I was going to tell you how I'm feeling, but then I checked my email and started feeling something else -- that frantic excitement of publicity taking me out of the exhaustion in my head, body -- and then I came back, to the way I'm feeling: broken, overwhelmed, how am I doing this? Like yesterday when I was on the way to Sonoma with Randy, we started with so much extra time but maybe we were too relaxed and then we took a wrong turn and we only had the exact amount of time it was supposed to take, which wasn't enough because then we couldn’t stop so that I could stretch, go to the bathroom, relax and when we arrived into this auditorium actually packed, a queer studies class and I'm not sure if I've seen a queer studies class like this -- probably more than 150 people, some of them standing in back or sitting in the aisles.

I rushed to the bathroom to shit, as then back into the sweltering classroom and the funny thing is that as soon as I started my talk I felt great or okay not great, but calm, energized, excited, interested, glad that I was there talking to a roomful of mostly gender-normative straight women I would imagine, but a room definitely engaged with what I was saying, which felt fine and important to me. Randy said something like that afterwards, how it felt crucial and rare to talk to that audience.

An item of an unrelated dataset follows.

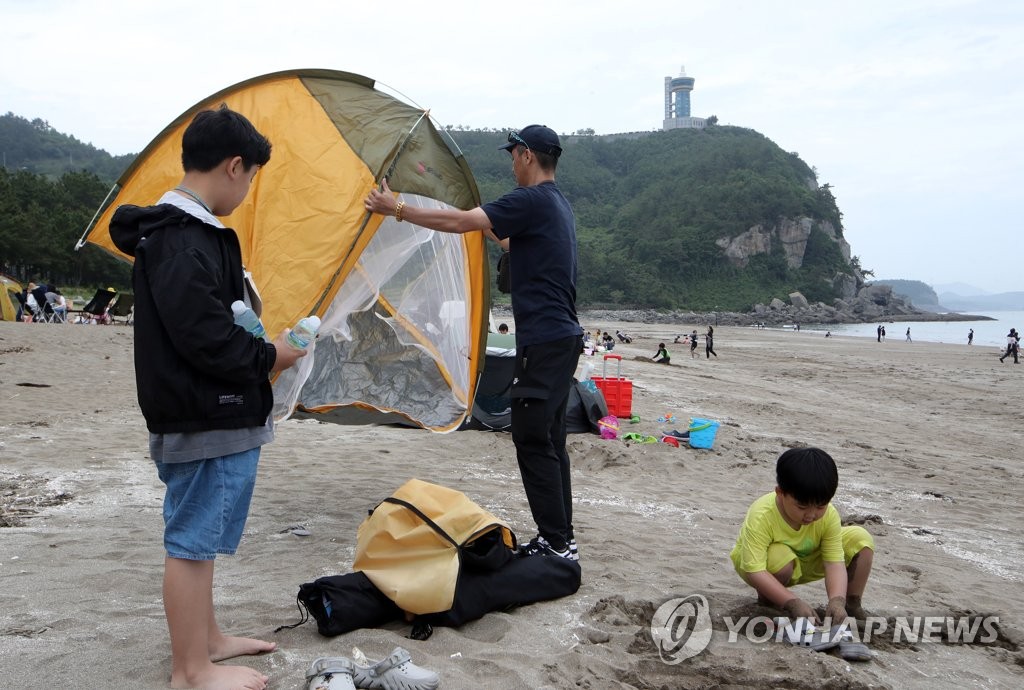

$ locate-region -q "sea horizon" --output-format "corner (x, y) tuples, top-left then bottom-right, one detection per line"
(801, 311), (1024, 348)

Today is how many days later? That drive ruined my life. What was it that I almost felt like I was back to my normal exhaustion overwhelm? Anyway, now I'm back to the place of how can I get back to that normal exhaustion overwhelm? When do I get to rest for six months? Why doesn't rest ever work?

I can't believe how warm it is here -- or, maybe it's not that warm today, just sunny so that it feels warm in this apartment. But, in general, it's been warm, honey, warm. Good thing I'm getting my sun before Seattle, right? I'll be arriving at the perfect time -- maybe just three more months of rain and dark before a lovely summer, a chance to get ready for the approaching nine-month darkness. I think I'm looking forward to Seattle -- starting to, anyway. I just wish I didn't have to deal with all this travel first.

Oh, travel -- that first train, from Santa Fe to LA, ruined my life. I know I just said that about the drive to Sonoma and back, but that first train was the one that started this mess. In a few days, I'm taking another overnight train -- it's that recycled air that destroys me. Hopefully I'll at least sleep well like last time, and then maybe feel a little delusional that I'm okay, and maybe at some point I will be.